BerkeleyDB Concurrency

What's the optimal level of concurrency that the C++ implementation of BerkeleyDB can reasonably support?
How many threads can I have hammering away at the DB before throughput starts to suffer because of resource contention?
I've read the manual and know how to set the number of locks, lockers, database page size, etc. but I'd just like some advice from someone who has real-world experience with BDB concurrency.
My application is pretty simple, I'll be doing gets and puts of records that are about 1KB each. No cursors, no deleting.
It depends on what kind of application you are building. Create a representative test scenario, and start hammering away. Then you will know the definitive answer.
Besides your use case, it also depends on CPU, memory, front-side bus, operating system, cache settings, etcetera.

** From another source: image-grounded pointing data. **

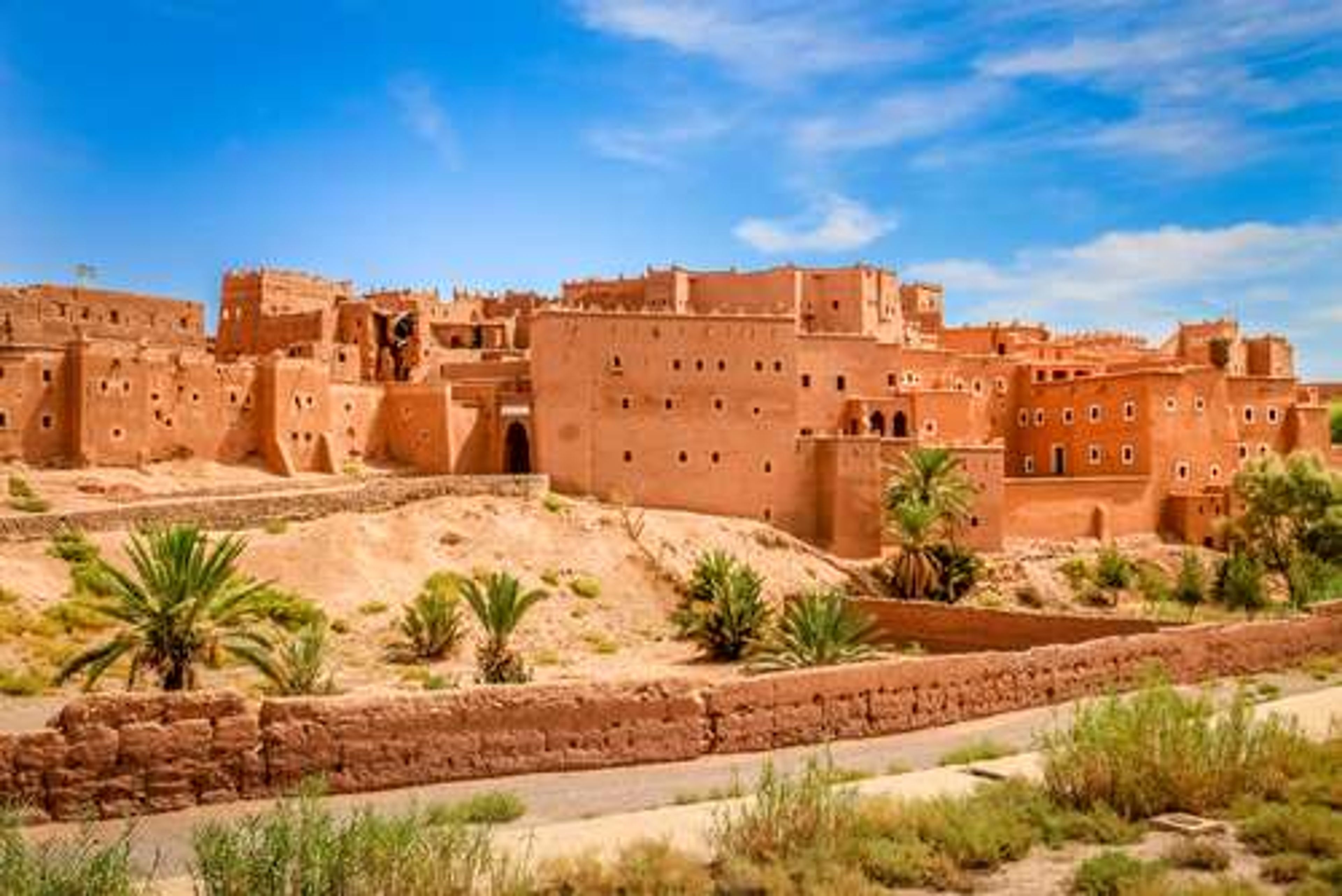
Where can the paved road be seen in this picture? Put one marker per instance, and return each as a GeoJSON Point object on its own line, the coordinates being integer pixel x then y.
{"type": "Point", "coordinates": [163, 842]}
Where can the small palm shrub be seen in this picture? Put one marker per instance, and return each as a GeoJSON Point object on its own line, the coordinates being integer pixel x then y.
{"type": "Point", "coordinates": [25, 498]}
{"type": "Point", "coordinates": [724, 612]}
{"type": "Point", "coordinates": [819, 628]}
{"type": "Point", "coordinates": [1191, 583]}
{"type": "Point", "coordinates": [298, 664]}
{"type": "Point", "coordinates": [959, 569]}
{"type": "Point", "coordinates": [500, 604]}
{"type": "Point", "coordinates": [1113, 569]}
{"type": "Point", "coordinates": [914, 570]}
{"type": "Point", "coordinates": [1239, 583]}
{"type": "Point", "coordinates": [182, 604]}
{"type": "Point", "coordinates": [433, 626]}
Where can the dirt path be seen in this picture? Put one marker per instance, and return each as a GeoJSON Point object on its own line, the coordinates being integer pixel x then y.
{"type": "Point", "coordinates": [163, 842]}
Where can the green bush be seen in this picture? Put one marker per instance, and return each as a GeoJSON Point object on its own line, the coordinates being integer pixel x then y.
{"type": "Point", "coordinates": [23, 498]}
{"type": "Point", "coordinates": [1113, 874]}
{"type": "Point", "coordinates": [724, 612]}
{"type": "Point", "coordinates": [1113, 569]}
{"type": "Point", "coordinates": [979, 750]}
{"type": "Point", "coordinates": [586, 587]}
{"type": "Point", "coordinates": [78, 866]}
{"type": "Point", "coordinates": [959, 569]}
{"type": "Point", "coordinates": [300, 848]}
{"type": "Point", "coordinates": [72, 545]}
{"type": "Point", "coordinates": [298, 663]}
{"type": "Point", "coordinates": [433, 626]}
{"type": "Point", "coordinates": [818, 628]}
{"type": "Point", "coordinates": [1239, 584]}
{"type": "Point", "coordinates": [1191, 583]}
{"type": "Point", "coordinates": [1313, 580]}
{"type": "Point", "coordinates": [489, 808]}
{"type": "Point", "coordinates": [1163, 752]}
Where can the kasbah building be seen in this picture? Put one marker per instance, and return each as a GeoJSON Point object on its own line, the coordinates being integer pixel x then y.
{"type": "Point", "coordinates": [781, 395]}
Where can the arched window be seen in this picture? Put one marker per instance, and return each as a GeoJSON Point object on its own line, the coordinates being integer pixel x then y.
{"type": "Point", "coordinates": [900, 426]}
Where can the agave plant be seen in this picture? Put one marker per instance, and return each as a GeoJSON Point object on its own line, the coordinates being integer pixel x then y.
{"type": "Point", "coordinates": [433, 626]}
{"type": "Point", "coordinates": [725, 611]}
{"type": "Point", "coordinates": [183, 603]}
{"type": "Point", "coordinates": [500, 607]}
{"type": "Point", "coordinates": [298, 664]}
{"type": "Point", "coordinates": [819, 628]}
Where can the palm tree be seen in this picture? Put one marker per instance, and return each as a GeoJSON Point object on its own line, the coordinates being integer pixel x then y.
{"type": "Point", "coordinates": [936, 478]}
{"type": "Point", "coordinates": [818, 628]}
{"type": "Point", "coordinates": [914, 569]}
{"type": "Point", "coordinates": [500, 607]}
{"type": "Point", "coordinates": [183, 603]}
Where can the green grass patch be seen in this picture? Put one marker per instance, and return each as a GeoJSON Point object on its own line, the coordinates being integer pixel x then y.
{"type": "Point", "coordinates": [488, 808]}
{"type": "Point", "coordinates": [976, 752]}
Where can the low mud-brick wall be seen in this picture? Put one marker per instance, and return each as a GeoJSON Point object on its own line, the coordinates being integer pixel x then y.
{"type": "Point", "coordinates": [944, 628]}
{"type": "Point", "coordinates": [124, 754]}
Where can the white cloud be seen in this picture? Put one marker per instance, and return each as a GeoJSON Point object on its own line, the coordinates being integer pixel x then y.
{"type": "Point", "coordinates": [1145, 281]}
{"type": "Point", "coordinates": [771, 42]}
{"type": "Point", "coordinates": [898, 118]}
{"type": "Point", "coordinates": [835, 225]}
{"type": "Point", "coordinates": [1188, 139]}
{"type": "Point", "coordinates": [658, 144]}
{"type": "Point", "coordinates": [425, 116]}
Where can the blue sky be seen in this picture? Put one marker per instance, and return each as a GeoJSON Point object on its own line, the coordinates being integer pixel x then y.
{"type": "Point", "coordinates": [1085, 163]}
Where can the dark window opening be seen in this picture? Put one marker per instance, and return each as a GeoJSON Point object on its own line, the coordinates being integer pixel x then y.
{"type": "Point", "coordinates": [900, 426]}
{"type": "Point", "coordinates": [517, 450]}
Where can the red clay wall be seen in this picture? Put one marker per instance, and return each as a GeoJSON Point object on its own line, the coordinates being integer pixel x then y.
{"type": "Point", "coordinates": [121, 754]}
{"type": "Point", "coordinates": [949, 629]}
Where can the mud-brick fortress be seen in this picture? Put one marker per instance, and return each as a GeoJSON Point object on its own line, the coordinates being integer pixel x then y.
{"type": "Point", "coordinates": [783, 395]}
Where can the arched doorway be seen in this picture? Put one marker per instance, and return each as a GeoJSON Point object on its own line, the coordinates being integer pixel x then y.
{"type": "Point", "coordinates": [517, 450]}
{"type": "Point", "coordinates": [900, 426]}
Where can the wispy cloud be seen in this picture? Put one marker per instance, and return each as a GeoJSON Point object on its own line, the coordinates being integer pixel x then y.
{"type": "Point", "coordinates": [835, 225]}
{"type": "Point", "coordinates": [1147, 279]}
{"type": "Point", "coordinates": [898, 117]}
{"type": "Point", "coordinates": [657, 144]}
{"type": "Point", "coordinates": [425, 116]}
{"type": "Point", "coordinates": [767, 42]}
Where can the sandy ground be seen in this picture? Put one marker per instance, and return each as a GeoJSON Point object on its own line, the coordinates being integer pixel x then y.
{"type": "Point", "coordinates": [363, 568]}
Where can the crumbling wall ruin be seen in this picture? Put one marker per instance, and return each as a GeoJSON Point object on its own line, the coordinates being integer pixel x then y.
{"type": "Point", "coordinates": [116, 756]}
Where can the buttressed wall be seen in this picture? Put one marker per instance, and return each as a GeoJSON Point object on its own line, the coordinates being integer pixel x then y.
{"type": "Point", "coordinates": [784, 395]}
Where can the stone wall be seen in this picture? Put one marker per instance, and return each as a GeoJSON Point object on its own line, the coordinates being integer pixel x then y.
{"type": "Point", "coordinates": [245, 511]}
{"type": "Point", "coordinates": [943, 628]}
{"type": "Point", "coordinates": [123, 754]}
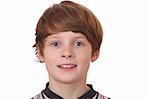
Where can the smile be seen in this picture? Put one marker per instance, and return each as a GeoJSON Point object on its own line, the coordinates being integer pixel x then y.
{"type": "Point", "coordinates": [67, 66]}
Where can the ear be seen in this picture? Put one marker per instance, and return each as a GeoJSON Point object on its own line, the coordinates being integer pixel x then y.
{"type": "Point", "coordinates": [94, 56]}
{"type": "Point", "coordinates": [39, 56]}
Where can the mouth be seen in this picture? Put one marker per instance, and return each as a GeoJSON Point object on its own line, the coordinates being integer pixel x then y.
{"type": "Point", "coordinates": [67, 66]}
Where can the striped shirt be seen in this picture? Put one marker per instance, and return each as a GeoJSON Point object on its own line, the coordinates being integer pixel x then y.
{"type": "Point", "coordinates": [48, 94]}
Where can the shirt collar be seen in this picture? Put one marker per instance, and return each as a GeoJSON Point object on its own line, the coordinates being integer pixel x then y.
{"type": "Point", "coordinates": [88, 95]}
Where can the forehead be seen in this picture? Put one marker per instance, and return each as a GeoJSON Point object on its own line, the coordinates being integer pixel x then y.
{"type": "Point", "coordinates": [67, 34]}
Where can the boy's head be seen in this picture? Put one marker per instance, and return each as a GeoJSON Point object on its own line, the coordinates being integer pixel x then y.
{"type": "Point", "coordinates": [68, 16]}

Seriously, just test your own scenario.
If you need some numbers (that actually may mean nothing in your scenario):
Oracle Berkeley DB:
Performance Metrics and
Benchmarks
Performance Metrics
& Benchmarks:
Berkeley DB
I strongly agree with Daan's point: create a test program, and make sure the way in which it accesses data mimics as closely as possible the patterns you expect your application to have. This is extremely important with BDB because different access patterns yield very different throughput.

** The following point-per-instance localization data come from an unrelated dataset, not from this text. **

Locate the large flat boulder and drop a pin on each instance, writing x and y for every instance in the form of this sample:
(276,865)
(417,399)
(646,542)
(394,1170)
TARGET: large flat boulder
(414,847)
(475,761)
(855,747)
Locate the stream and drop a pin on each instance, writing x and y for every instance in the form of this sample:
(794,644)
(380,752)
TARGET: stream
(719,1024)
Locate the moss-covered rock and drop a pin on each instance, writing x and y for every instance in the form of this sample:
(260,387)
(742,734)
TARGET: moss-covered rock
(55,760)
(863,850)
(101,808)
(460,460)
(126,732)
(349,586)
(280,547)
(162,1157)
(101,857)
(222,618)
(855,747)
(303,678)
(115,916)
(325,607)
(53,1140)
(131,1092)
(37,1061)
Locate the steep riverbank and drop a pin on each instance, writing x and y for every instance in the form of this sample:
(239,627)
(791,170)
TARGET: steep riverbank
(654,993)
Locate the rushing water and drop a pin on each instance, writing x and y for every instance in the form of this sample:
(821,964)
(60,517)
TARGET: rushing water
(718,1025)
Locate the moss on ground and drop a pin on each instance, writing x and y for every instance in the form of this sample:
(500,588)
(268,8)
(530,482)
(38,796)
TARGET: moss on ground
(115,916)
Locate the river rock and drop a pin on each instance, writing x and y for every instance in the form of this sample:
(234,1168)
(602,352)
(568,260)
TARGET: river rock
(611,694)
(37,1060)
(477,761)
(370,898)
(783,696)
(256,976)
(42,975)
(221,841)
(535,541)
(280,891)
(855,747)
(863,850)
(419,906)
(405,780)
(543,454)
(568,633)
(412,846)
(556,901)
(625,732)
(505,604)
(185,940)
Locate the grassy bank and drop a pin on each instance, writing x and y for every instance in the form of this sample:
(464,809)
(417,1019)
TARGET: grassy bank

Other than that, these are general factors I found to be of major impact on throughput:
Access method (which in your case i guess is BTREE).

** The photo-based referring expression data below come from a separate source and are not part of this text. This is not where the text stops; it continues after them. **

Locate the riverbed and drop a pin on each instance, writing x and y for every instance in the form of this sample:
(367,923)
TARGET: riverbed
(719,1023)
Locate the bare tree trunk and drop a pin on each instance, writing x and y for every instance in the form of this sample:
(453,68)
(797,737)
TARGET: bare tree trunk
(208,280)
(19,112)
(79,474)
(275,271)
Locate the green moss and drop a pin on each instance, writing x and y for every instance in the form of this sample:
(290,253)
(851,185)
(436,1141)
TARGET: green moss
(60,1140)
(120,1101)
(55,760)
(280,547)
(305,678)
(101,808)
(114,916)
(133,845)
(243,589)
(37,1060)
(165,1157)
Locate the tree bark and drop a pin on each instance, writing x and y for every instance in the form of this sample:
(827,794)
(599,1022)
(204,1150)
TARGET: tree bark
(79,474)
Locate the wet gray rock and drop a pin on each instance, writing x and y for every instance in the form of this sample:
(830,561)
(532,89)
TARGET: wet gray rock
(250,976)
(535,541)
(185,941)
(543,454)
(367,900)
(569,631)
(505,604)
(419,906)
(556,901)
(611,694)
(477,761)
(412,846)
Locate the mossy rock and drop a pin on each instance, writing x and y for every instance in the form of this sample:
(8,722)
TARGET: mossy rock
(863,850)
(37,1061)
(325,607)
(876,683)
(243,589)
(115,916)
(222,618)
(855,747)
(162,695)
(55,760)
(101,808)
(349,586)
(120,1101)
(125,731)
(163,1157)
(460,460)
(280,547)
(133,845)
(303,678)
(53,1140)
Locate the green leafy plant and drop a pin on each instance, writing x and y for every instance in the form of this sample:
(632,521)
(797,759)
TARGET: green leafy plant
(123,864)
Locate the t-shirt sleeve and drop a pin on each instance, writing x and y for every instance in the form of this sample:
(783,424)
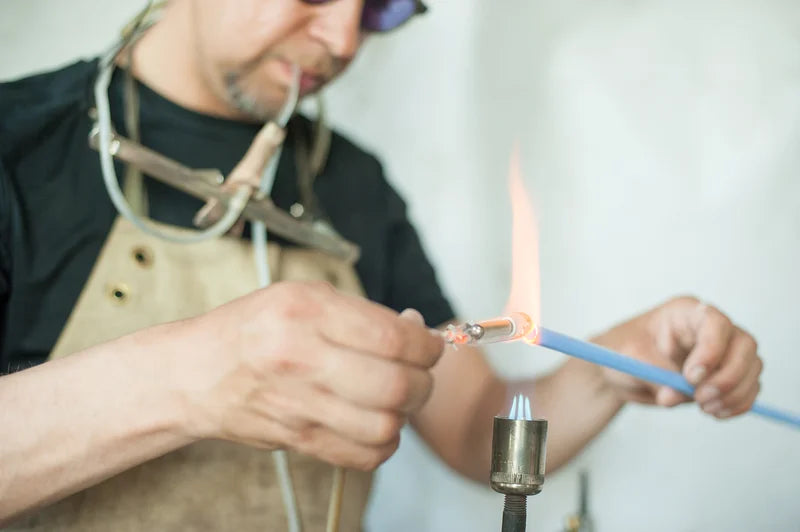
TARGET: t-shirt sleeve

Level of persistency with which you configured DBD (for example, in my case the 'DB_TXN_WRITE_NOSYNC' environment flag improved write performance by an order of magnitude, but it compromises persistency)
Does the working set fit in cache?
Number of Reads Vs. Writes.
How spread out your access is (remember that BTREE has a page level locking - so accessing different pages with different threads is a big advantage).
Access pattern - meanig how likely are threads to lock one another, or even deadlock, and what is your deadlock resolution policy (this one may be a killer).
Hardware (disk & memory for cache).
This amounts to the following point:
Scaling a solution based on DBD so that it offers greater concurrency has two key ways of going about it; either minimize the number of locks in your design or add more hardware.
Doesn't this depend on the hardware as well as number of threads and stuff?
I would make a simple test and run it with increasing amounts of threads hammering and see what seems best.
What I did when working against a database of unknown performance was to measure turnaround time on my queries. I kept upping the thread count until turn-around time dropped, and dropping the thread count until turn-around time improved (well, it was processes in my environment, but whatever).
There were moving averages and all sorts of metrics involved, but the take-away lesson was: just adapt to how things are working at the moment. You never know when the DBAs will improve performance or hardware will be upgraded, or perhaps another process will come along to load down the system while you're running. So adapt.
Oh, and another thing: avoid process switches if you can - batch things up.
Oh, I should make this clear: this all happened at run time, not during development.
The way I understand things, Samba created tdb to allow "multiple concurrent writers" for any particular database file. So if your workload has multiple writers your performance may be bad (as in, the Samba project chose to write its own system, apparently because it wasn't happy with Berkeley DB's performance in this case).
On the other hand, if your workload has lots of readers, then the question is how well your operating system handles multiple readers.